Eusébio é, sem dúvida, um símbolo nacional, ao mesmo título que Amália o foi, em campo diverso. Porém, não se queira fazer dele o expoente máximo do génio nacional, como se não houvesse mais nada a que nos agarrarmos. A sua fortuna deve-se, inquestionavelmente, ao seu talento, mas teve nisso grande influência a modalidade em que se distinguiu, merecendo os favores de grandes massas, e a centralidade mediática que o chamado “desporto-rei” sempre obteve, quer em relação a qualquer outra modalidade desportiva, quer em relação a qualquer sector da vida social, por mais vital e proeminente que se configure, quer ainda em relação ao sistema de representações simbólicas.

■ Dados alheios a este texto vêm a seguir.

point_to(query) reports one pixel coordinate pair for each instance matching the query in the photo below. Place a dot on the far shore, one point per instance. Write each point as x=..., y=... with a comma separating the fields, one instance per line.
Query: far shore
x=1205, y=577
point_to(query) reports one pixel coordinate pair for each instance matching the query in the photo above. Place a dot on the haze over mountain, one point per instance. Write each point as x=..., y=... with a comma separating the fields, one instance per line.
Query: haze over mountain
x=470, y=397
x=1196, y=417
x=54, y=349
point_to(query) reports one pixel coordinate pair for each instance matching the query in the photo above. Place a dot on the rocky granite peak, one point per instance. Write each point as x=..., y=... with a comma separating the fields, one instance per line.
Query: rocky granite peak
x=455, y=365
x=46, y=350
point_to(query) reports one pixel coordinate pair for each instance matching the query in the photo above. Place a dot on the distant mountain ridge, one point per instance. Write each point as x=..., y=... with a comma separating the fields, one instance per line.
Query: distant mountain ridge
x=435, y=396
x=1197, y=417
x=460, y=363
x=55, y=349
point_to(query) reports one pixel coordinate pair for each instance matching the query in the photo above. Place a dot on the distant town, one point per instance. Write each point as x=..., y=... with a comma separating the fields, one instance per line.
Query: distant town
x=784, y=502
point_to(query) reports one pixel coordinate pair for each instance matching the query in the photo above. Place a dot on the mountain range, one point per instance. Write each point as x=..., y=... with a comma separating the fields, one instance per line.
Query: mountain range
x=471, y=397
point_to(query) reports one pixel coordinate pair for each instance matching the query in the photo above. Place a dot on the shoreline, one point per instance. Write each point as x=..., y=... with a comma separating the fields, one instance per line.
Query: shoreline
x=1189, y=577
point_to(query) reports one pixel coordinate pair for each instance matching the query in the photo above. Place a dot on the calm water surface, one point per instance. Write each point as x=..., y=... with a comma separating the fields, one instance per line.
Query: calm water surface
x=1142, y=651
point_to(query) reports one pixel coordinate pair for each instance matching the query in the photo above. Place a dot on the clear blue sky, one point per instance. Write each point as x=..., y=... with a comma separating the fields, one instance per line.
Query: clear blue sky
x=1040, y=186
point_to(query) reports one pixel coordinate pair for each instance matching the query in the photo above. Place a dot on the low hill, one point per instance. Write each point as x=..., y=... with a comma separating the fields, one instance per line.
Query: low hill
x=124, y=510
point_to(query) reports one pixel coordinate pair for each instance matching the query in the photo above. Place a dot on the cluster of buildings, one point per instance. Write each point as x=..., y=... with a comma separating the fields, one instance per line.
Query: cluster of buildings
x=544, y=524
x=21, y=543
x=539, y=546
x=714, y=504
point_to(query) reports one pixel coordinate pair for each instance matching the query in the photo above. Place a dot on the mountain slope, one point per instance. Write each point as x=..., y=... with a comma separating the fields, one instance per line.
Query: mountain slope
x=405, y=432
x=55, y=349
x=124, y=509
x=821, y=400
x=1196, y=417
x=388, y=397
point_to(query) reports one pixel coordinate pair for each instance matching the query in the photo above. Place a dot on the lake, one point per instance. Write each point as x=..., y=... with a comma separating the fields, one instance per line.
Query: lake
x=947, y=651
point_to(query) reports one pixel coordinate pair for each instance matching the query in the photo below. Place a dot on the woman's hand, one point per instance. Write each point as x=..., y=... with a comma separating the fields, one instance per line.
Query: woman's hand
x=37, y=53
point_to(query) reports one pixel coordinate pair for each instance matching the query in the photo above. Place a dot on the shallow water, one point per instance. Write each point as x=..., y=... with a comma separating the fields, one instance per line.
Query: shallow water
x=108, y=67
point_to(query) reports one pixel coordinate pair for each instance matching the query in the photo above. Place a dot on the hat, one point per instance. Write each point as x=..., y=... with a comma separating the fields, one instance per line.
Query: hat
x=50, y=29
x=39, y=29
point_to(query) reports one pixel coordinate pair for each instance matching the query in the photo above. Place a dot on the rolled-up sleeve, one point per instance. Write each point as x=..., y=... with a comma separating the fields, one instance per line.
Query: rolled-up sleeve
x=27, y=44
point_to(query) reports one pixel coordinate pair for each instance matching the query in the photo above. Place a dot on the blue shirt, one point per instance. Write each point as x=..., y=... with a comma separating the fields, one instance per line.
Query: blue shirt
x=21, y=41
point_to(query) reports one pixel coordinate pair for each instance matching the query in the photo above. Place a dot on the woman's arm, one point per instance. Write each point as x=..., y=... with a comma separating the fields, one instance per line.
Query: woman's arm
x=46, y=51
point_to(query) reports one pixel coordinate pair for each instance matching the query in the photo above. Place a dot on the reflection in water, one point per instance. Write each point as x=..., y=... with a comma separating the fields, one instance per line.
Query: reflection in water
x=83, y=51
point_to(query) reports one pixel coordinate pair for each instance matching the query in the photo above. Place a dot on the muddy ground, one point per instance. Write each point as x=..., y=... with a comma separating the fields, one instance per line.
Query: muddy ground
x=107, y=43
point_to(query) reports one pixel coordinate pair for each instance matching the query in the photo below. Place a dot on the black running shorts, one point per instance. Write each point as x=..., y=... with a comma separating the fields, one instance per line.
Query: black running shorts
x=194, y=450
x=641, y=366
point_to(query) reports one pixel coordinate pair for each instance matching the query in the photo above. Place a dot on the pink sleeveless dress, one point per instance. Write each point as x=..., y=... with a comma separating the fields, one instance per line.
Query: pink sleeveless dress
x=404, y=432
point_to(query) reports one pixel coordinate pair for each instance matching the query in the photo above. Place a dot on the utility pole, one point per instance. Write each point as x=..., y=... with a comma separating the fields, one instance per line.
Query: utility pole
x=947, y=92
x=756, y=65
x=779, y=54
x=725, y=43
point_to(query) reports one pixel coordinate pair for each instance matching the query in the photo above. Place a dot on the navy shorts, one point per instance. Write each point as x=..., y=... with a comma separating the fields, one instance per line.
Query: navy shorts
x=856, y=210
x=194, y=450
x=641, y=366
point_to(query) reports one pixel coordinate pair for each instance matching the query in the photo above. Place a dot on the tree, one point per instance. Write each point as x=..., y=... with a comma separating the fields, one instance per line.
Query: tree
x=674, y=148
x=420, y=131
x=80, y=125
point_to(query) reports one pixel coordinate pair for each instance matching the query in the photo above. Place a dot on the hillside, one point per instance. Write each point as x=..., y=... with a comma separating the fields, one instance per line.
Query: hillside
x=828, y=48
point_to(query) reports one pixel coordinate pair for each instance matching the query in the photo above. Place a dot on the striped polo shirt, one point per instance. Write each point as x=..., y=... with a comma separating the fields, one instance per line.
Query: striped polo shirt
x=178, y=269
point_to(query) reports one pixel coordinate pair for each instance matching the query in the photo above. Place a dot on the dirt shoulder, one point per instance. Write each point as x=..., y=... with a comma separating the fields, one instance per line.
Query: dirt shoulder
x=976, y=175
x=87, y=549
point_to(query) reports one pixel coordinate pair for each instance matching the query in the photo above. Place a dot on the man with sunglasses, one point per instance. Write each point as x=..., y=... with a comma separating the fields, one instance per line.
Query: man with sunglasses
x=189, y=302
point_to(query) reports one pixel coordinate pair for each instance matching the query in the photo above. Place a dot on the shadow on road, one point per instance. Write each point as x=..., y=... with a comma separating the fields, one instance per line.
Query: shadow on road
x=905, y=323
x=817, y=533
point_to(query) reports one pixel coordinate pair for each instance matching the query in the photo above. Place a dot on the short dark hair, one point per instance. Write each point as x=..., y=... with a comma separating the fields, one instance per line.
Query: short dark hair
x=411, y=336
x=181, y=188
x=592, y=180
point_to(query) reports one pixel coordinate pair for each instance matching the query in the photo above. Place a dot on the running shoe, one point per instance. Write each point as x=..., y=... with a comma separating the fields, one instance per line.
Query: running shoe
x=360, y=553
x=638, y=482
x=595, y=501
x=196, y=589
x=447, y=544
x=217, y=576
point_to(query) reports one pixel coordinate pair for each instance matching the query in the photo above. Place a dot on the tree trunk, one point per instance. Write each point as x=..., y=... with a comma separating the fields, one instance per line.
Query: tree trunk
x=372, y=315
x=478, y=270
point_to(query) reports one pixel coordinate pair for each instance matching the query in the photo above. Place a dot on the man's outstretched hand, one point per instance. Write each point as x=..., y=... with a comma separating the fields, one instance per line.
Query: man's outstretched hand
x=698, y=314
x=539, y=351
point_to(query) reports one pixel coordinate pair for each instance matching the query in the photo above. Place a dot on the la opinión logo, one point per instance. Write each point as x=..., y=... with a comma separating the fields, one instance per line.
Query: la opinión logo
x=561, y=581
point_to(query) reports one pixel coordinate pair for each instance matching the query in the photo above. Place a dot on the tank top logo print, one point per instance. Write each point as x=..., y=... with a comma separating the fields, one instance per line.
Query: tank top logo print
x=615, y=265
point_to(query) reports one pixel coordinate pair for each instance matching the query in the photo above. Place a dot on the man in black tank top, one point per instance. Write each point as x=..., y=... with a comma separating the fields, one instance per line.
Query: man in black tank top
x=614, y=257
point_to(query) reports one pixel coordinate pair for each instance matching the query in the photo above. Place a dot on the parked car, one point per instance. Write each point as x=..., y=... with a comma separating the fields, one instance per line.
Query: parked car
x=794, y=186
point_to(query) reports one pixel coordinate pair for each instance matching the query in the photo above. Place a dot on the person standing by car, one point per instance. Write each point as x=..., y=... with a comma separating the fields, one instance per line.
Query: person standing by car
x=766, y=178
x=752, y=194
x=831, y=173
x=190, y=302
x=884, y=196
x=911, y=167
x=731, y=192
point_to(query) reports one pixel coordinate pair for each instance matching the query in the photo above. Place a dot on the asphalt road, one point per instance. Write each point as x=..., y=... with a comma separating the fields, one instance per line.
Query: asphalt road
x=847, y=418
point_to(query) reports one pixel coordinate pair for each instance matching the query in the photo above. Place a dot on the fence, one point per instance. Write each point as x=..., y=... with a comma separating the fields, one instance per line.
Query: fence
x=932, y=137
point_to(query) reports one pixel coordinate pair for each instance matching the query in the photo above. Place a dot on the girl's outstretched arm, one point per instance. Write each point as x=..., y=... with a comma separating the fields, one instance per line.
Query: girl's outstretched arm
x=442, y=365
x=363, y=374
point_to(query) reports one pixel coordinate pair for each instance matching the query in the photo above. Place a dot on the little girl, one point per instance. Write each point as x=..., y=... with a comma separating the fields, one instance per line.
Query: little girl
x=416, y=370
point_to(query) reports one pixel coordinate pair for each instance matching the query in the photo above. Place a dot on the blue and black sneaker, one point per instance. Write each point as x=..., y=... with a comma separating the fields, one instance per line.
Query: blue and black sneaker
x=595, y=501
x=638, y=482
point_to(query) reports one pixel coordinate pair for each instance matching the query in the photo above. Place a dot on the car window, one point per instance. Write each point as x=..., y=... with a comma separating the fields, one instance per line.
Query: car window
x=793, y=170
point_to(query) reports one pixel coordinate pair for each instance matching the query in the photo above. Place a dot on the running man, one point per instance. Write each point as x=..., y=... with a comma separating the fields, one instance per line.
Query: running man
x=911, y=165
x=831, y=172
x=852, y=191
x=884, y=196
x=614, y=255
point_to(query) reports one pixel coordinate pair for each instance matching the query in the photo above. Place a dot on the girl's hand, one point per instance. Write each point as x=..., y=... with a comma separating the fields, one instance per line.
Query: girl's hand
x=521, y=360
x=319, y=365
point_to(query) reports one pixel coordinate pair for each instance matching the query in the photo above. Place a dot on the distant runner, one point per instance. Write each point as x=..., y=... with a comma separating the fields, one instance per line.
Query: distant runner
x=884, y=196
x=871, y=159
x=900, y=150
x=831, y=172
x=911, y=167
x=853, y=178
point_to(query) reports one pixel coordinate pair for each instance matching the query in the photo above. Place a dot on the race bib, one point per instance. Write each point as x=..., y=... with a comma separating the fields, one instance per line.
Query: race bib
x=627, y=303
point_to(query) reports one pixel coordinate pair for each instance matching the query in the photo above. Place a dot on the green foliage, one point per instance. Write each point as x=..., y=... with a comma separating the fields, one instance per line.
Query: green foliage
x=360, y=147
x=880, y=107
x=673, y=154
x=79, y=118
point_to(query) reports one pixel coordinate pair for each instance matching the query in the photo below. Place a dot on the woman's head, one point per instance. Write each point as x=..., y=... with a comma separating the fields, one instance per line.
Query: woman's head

Há mesmo nesta hipervalorização do talento futebolístico uma espécie de inversão de valores, que leva a que se subalternizem e se ofusquem outros valores e talentos que contribuem, de uma forma insofismável, para o progresso social, científico, cultural e artístico de um país, de um povo e até da humanidade. Muitos dos expoentes nessas áreas, para além do talento com que são dotados, são exemplos de tenacidade invulgar, de esforço e de trabalho, e fazem das suas existências holocausto a causas altruístas e humanitárias, sem que sejam devidamente recompensados e reconhecidos no universo mediático-simbólico.

Ainda há poucos dias, como lembrou Marcelo Rebelo de Sousa, faleceu Albino Aroso, um homem que contribuiu surpreendentemente para a queda da mortalidade infantil em Portugal, após o “25 de Abril” e para a divulgação do chamado «planeamento familiar». No entanto, não mereceu uma palavra do presidente da República, nem de qualquer outra entidade oficial, a não ser do Director-Geral da Saúde, Francisco Georges, que me lembre.

É certo que Eusébio, para além do talento futebolístico, tem um capital simbólico invulgar, projectando o país para além fronteiras e, mesmo, a nível global, mas, seja como for, há que relativizar as coisas e reconhecer-lhes o lugar próprio.

 

Post-Scriptum – Louve-se em Eusébio, para além do já referido, a sua simpatia humana e o facto de nunca ter mudado de clube e ter resistido (por imposição alheia?) a alistar-se em clubes estrangeiros. Hoje, os jogadores, o  amor à camisola que têm, é serem dos clubes e dos países que lhes pagam melhor. Estão, quase todos, deslocalizados.